The beauty of Up is that it makes you believe in the impossible. Flying house? Check. A million helium balloons? Check. But it was the characters of the movie that made Up so memorable and real.

Carl and Ellie’s relationship was what clinched it for me. Their story was featured very early in the movie and I have to say, it left me teary eyed. I am also compelled to mention that the particular scene of Carl and Ellie reading and holding hands pretty much encapsulates my relationship with Noel.
Oops. Too sappy a revelation. Moving on….
Merdeka?
August 29, 2009
Songsang
Maafkan aku, jika aku sering saja berlaku songsang
Terutama di perayaan tahunan seperti hari ini
Apabila orang bangun berdiri; aku duduk
Apabila orang bertepuk tangan; aku diam
Apabila orang ghairah berbincang; aku tidur
Apabila orang lepaskan merpati; aku taburkan padi
Orang lain telah merdeka; aku belum
Maafkan aku, jika aku sering saja berlaku songsang
Aku sekadar ingin mengingatkan…
~ Latiff Mohidin
Whirlwind…
August 23, 2009

Just returned from a whirlwind trip to Singapore with Noel; we basically made the trip there to rush for the annual Singapore National Library book sale. It was MAD. Lots of people – we were camped outside the doors an hour and a half early and it paid off. Result: I returned with 16 kilos of books and the Ah Boy 18. Price for my 16 kilos: SGD$ 29. I know. Bloody steal!

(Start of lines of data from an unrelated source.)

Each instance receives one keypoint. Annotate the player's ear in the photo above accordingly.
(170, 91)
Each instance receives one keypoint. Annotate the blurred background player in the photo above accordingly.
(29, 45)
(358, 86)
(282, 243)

Anyway. Have been watching quite a number of movies this week. I watched Bruno (because you know, it’s probably never coming to Malaysian cinema) and Up (very, very sweet) in Singapore, and Yasmin Ahmad’s Talentime. The latter is playing at TGV cinemas (Malaysia) for a limited period so I made a point to catch it.
Talentime is unlike Sepet and Gubra but it is a gem of a movie. It was entertaining, quite light (unlike Gubra), funny but still had that sentimentality that is Yasmin Ahmad. The end of movie was the saddest for me. Pete Teo’s I Go played and I couldn’t help but feel how much it echoed the emotions of Yasmin’s death.
So long, fare thee well
The dancer and the dancing days have taken leave and fell
So turn down this bed of stone
Quench me with the deadly nightshade from the rose that you belong
The long December rain is falling now
Running down on streets to nowhere
Music is my life you’re my sweetest nightingale
But I can’t hear it here no more
And I go
I go
Hush now, don’t shake or break
Words have fallen silent like soldiers to the grave
No matter what they do or say
Lay me on the sleepy meadow by the tracks upon your face
_____________
Sigh. Sometimes I wonder why I’m still so affected by a death that seemingly has nothing to do with me. Or should it?